Looking for the factual economic point at which we cross over, as well as the perceivable difference people have between the two. Thanks.
The only Depression was the Great Depression. Everything else, officially and otherwise, is a recession. Depression is an informal nickname. We’re not going to get anywhere near Great Depression levels of anything this time so the line won’t be crossed.
That didn’t answer my question. What is the point at which the economy moves from a recession to a depression?
If we are still talking about this economic down turn in two years, we are in a depression.
Yes, thank you. It helped a lot.
As the posts indicate, it will be pretty difficult, if possible at all, to define a point where one ends and the other begins. It is a bit subjective.
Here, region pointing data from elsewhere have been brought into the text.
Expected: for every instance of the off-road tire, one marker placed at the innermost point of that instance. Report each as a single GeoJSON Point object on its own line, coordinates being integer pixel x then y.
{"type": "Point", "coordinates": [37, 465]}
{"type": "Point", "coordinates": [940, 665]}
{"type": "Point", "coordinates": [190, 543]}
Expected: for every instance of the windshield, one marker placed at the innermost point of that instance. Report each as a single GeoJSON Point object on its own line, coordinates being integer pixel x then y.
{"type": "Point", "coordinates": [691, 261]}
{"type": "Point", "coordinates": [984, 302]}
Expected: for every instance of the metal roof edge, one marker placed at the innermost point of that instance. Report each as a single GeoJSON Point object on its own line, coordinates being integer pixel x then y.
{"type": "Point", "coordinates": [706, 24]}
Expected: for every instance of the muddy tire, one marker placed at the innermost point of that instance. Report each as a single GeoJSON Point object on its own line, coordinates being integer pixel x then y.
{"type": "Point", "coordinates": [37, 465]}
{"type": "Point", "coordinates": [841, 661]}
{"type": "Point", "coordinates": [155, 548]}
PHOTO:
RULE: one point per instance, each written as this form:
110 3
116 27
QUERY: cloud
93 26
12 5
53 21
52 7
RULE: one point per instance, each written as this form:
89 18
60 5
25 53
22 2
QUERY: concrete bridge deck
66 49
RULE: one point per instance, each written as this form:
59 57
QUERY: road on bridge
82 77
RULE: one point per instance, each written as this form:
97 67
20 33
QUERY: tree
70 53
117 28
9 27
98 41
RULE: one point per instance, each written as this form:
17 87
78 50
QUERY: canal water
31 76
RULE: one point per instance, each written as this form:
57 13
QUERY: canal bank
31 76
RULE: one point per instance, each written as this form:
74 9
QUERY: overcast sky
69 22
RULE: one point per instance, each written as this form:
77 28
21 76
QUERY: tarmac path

I grew up diring the Great Depression. It lasted from about 1929 to sometime in 1940 or so when the defense industry began to build up and jobs began to be plentiful again. The unimployment rate was about 25 percent. We’ve never been close to that since.
I’ve lived through numerous recessions and none were ever even close to what it was like during the Great Depression, believe me.
The OP’s request assumes a viable capitalist economic system where there is periodic periods of growth and recession, with a severe (undefined) recession being a depression.
Perhaps we need to take a few steps back and look at the bigger picture. Is our current economic system still viable? Is this economic crisis a recession (potential depression) within a still functioning and viable economic model, or are we experience a fundamental fracturing of the entire process, with a potential to spill over into political and societal spectrums as well?
Is our current economic system viable compared to what?